Ma niesamowity crossover którym nie raz już łamał kostki, świetny ball handling i bardzo dobrą grę low post.
Jest bardzo trudnym matchupem dla wszystkich zawodników w NBA , dlatego że jest bardzo uniwersalnym zawodnikiem , do budowy swojego matchupa wybiera sposób w jaki będzie próbował go przejść , może użyć prędkości i crossovera przez którego dużo big menów zaczyna się gubić i zostawać w tyle a i może użyć swojej siły postu i gry back to back którą doskonali z roku na rok i w której wg mnie jest najlepszy ze wszystkich SF w NBA.
Najbardziej co u niego mi się podoba to właśnie gra low post, wszystkim zapadają w pamięci jego dunki i niesamowite wejścia pod kosz , ale back to back to wg mnie jego najsilniejsza broń postuje swojego matchupa w pierwszych fazach używa swojej siły a wiadomo że wśród SF Melo jest bardzo dobrze zbudowanym playerem i mało kto daje mu radę back to back ,w drugiej fazie używa prędkości , szybko przechodzi oponenta spinem bądz rożnego rodzaju fake'iem i atakuje obręcz bądz oddaje rzut.
Low Post'u używa również w defensywie , w której jest bardzo dobry dzięki swojej budowie , mądrze czyta grę i nie daje przejść się oponentowi.
Mądre Połączenie szybkości i siły to mieszanka wybuchowa ,nie wielu w NBA może pochwalić się takimi atrybutami ,a jeszcze mniejsza ilość która tak dobrze je wykorzystuje.
Do wielu plusów należy również bardzo dobry rzut z pół-dystansu , w połączeniu z crossem jednym z najlepszych wśród SF daje maszynkę do nabijania pkt.

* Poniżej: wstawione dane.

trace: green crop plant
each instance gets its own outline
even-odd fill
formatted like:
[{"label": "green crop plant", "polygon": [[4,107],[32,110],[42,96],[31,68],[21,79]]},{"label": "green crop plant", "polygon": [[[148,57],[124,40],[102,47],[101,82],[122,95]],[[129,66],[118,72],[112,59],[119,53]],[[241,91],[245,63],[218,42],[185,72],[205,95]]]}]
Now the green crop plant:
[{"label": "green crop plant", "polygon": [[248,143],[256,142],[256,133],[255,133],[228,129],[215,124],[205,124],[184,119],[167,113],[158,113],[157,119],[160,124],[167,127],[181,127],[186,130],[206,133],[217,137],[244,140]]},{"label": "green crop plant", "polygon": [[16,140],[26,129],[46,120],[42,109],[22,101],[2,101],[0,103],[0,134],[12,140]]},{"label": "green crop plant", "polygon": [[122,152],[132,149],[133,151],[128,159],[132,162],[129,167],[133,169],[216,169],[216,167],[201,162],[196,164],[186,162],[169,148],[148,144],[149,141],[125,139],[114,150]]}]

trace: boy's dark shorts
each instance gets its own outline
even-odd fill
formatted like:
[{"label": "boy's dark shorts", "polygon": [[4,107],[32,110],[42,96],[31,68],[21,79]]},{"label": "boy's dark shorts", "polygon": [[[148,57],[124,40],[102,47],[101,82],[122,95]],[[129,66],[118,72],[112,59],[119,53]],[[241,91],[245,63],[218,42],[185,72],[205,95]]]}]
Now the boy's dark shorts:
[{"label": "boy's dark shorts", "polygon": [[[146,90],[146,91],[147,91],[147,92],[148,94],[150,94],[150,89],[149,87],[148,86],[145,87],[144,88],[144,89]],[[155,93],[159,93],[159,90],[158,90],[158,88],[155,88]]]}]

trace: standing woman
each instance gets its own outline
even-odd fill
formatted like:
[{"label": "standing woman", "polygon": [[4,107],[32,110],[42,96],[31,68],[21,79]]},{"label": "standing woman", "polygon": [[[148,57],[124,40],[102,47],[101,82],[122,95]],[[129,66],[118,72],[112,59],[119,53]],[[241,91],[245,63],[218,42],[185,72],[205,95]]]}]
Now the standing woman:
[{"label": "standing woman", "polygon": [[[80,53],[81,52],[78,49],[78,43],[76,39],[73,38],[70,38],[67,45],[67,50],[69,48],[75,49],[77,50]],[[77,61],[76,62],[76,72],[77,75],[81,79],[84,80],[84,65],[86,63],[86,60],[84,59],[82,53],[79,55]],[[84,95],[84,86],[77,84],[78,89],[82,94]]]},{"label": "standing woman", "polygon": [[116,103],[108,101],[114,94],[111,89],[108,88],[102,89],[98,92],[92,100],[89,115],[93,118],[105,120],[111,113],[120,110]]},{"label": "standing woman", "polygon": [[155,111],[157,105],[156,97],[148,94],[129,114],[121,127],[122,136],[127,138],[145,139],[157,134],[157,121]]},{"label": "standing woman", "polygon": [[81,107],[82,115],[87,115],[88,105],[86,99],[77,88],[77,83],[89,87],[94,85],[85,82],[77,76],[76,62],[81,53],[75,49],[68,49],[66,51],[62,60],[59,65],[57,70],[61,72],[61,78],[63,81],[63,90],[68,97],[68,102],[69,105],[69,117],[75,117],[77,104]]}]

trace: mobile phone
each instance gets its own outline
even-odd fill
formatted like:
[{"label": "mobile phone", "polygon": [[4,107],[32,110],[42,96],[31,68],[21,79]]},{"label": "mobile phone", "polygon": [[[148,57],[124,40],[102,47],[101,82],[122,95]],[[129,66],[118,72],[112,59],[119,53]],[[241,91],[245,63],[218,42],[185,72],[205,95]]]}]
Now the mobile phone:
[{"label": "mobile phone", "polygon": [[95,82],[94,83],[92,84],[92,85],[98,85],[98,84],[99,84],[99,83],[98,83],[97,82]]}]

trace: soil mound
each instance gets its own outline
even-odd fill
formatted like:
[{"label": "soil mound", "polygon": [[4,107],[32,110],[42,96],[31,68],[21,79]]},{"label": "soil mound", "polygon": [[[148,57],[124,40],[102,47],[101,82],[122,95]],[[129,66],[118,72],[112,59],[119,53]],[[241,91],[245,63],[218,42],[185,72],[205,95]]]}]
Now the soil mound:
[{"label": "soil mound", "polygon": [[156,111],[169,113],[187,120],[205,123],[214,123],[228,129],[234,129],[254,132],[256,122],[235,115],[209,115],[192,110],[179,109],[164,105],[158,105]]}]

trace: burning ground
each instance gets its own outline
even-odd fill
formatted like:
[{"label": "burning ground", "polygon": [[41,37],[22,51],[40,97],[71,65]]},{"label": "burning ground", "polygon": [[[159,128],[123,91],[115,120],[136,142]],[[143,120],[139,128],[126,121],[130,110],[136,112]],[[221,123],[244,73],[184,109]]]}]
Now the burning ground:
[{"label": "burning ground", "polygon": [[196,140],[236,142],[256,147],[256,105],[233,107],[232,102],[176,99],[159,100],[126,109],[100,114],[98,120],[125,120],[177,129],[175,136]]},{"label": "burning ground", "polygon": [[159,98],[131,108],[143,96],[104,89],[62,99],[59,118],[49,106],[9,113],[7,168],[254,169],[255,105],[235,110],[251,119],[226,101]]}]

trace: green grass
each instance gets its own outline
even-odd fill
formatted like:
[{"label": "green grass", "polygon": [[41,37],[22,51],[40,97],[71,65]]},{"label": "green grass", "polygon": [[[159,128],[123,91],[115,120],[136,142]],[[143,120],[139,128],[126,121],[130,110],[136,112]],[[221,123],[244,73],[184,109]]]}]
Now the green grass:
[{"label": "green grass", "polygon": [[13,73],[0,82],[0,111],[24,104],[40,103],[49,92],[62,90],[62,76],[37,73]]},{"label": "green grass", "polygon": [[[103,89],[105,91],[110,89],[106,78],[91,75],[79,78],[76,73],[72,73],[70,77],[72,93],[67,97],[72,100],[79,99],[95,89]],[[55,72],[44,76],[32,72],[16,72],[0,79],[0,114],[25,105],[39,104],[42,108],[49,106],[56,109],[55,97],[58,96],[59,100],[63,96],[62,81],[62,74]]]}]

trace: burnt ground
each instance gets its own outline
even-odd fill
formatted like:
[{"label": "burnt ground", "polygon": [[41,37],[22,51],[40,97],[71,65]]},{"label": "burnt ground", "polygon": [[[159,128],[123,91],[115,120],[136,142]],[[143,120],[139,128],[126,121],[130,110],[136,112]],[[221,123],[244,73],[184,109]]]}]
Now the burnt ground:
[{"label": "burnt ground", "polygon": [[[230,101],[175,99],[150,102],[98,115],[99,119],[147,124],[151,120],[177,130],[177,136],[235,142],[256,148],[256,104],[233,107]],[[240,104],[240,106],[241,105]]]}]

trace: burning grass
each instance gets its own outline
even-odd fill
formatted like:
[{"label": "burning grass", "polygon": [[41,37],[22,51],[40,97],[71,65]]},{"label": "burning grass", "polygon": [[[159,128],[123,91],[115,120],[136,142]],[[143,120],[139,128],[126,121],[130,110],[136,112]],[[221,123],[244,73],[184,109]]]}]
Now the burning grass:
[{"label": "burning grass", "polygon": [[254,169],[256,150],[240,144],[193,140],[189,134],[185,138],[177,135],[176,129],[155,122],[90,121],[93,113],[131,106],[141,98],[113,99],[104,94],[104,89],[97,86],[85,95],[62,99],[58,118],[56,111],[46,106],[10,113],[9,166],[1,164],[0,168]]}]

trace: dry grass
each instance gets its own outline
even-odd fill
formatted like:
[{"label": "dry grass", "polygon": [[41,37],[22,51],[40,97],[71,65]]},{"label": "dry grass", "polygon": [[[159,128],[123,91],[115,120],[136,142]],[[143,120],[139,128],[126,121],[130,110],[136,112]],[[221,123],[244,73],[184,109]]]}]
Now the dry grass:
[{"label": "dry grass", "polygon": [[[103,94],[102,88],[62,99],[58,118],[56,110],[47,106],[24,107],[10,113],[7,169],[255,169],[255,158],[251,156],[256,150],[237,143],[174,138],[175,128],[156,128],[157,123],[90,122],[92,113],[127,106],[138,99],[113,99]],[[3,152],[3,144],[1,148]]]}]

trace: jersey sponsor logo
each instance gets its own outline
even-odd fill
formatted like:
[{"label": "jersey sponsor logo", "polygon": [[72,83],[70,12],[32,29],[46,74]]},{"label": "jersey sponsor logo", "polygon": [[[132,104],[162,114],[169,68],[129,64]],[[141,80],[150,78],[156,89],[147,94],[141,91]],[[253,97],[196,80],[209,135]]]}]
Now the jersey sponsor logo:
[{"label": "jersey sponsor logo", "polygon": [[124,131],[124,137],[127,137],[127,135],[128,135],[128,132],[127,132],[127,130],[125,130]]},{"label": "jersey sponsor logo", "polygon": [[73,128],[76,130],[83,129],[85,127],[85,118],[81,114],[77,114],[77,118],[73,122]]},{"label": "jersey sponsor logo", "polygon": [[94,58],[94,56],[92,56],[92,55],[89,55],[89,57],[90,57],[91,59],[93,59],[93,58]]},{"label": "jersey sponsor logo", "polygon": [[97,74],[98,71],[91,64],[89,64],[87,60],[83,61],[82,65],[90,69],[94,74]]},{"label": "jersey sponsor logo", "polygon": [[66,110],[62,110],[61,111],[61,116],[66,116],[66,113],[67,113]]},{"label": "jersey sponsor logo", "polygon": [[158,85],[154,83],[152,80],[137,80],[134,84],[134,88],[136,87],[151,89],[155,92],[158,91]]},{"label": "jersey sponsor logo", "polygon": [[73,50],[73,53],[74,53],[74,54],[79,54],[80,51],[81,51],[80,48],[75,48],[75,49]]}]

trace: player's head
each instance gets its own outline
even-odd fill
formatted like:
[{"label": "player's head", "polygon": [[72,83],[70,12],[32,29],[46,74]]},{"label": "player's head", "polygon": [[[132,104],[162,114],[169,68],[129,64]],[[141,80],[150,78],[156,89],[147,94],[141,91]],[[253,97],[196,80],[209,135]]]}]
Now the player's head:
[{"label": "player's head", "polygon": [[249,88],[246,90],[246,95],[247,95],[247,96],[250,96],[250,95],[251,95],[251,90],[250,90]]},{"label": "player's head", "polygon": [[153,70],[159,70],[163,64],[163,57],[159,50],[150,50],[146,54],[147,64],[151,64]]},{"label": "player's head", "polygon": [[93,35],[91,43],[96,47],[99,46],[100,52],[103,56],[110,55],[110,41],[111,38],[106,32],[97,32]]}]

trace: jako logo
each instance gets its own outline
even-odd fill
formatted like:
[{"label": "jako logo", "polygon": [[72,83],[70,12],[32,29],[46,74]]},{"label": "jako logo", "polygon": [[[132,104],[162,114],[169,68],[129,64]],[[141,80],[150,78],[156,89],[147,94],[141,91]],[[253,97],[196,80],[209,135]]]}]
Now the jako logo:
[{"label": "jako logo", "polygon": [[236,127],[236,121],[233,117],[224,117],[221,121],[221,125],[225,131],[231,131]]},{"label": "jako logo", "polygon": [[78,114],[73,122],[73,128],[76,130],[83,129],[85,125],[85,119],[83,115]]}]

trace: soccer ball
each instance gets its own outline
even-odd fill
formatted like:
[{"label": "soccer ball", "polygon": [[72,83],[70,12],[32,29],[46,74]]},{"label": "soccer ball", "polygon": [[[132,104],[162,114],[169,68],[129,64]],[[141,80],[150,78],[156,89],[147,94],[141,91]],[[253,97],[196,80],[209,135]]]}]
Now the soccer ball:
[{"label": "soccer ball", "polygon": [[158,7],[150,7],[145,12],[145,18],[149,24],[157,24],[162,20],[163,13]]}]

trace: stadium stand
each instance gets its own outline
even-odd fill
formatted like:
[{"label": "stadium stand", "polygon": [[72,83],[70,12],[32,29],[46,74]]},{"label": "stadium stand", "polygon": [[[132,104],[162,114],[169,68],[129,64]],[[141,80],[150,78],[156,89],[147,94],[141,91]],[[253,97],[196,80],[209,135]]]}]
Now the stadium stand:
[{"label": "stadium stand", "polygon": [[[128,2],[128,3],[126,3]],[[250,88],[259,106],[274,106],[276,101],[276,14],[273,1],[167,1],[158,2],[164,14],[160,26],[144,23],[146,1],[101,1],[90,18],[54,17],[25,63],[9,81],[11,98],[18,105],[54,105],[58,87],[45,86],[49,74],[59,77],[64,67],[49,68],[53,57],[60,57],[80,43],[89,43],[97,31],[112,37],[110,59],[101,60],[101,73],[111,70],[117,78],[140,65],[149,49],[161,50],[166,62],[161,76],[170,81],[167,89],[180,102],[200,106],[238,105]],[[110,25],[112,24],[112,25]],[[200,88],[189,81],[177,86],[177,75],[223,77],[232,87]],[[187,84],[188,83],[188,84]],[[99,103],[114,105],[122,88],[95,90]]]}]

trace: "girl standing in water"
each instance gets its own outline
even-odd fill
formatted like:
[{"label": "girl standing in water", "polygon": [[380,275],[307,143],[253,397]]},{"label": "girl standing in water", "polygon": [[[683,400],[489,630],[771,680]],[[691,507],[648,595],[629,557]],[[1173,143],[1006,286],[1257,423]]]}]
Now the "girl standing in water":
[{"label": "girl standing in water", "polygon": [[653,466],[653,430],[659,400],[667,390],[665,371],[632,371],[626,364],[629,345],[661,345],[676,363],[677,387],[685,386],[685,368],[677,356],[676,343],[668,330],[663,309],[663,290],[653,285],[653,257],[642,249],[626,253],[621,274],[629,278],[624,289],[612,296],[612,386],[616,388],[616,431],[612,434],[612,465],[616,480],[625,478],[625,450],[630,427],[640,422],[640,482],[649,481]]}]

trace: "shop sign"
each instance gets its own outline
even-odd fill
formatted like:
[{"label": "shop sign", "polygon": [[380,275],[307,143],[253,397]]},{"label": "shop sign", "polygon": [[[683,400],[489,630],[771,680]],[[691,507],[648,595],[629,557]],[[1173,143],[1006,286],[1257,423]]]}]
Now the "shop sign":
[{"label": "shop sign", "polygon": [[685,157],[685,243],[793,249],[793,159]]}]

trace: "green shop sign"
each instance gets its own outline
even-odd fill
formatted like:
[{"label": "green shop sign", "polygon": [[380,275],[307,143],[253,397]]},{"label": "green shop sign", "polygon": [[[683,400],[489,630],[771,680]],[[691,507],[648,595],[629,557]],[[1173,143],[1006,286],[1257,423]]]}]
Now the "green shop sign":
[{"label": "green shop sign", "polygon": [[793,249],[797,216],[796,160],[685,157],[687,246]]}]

Kolejnym plusem jest jego zdolność do penetracji i odwaga w atakowaniu kosza , ile razy mieliśmy okazję zobaczyć go faulowanego i odnotującego and1 , jest jednym z najczęściej faulowanych zawodników ligi , swoje statystyki punktowe nabija właśnie na tym elemencie gry dlatego właśnie bardzo duży nacisk na początku swojej kariery położył właśnie na wykonywanie wolnych.
Co do jego trójki to jestem zdania że akurat ten element gry nie jest mu najbardziej potrzebny , potrafi wziąć na siebie ciężar gry nawet kiedy jest zza linią ale częściej widać u niego wchodzenie do środka lub gra inside w której jest mistrzem, w zaciętch końcówkach stara się nie ryzykować i nie odpala trójek , ale ma odwagę rzucić taką kiedy jest na otwartej pozycji co jest jego dużym + .
Niestety nie ma idealnego zawodnika , Melo gra mądrze i nie oddaje głupich trójek w bliskich pojedynkach od tego właśnie mamy Mr.Big Shota , Afflallo który jest wśród liderów jeżeli chodzi o 3PT% i J.R. który nie ma problemu z rzutem ale z decyzjami kiedy go odda.
#4
Crossem łamie sie kolana a nie kostki. Smile1

[Obrazek: sigxy.png]
[Obrazek: atlanta.png]
#5
to jakiegoś typu żart czy mówisz na poważnie ?
Crossoverem łamię się kostki niby od czego nazwa ankle breakers.
#6
Jestem wielkim fanem Melo! Oglądanie jego gry to dla mnie sama przyjemność. Bez wątpienia ma chłopak wielki talent.
Według mnie ma świetny rzut z pól-dystansu, no i niesamowity crossover( akcja z Vince Carterem).
Już zapisał się w historii NBA rzucając 33pkt w jednej kwarcie. Z roku na rok poprawia swoją gre w obronie.
Najbardziej wkurza mnie, że jest niedoceniany, i nie wiem dlaczego tak jest???
Wszysty piszą o Wade, Kobe i LBJ, a ja uważam że nie jest słabszy od tych Panów.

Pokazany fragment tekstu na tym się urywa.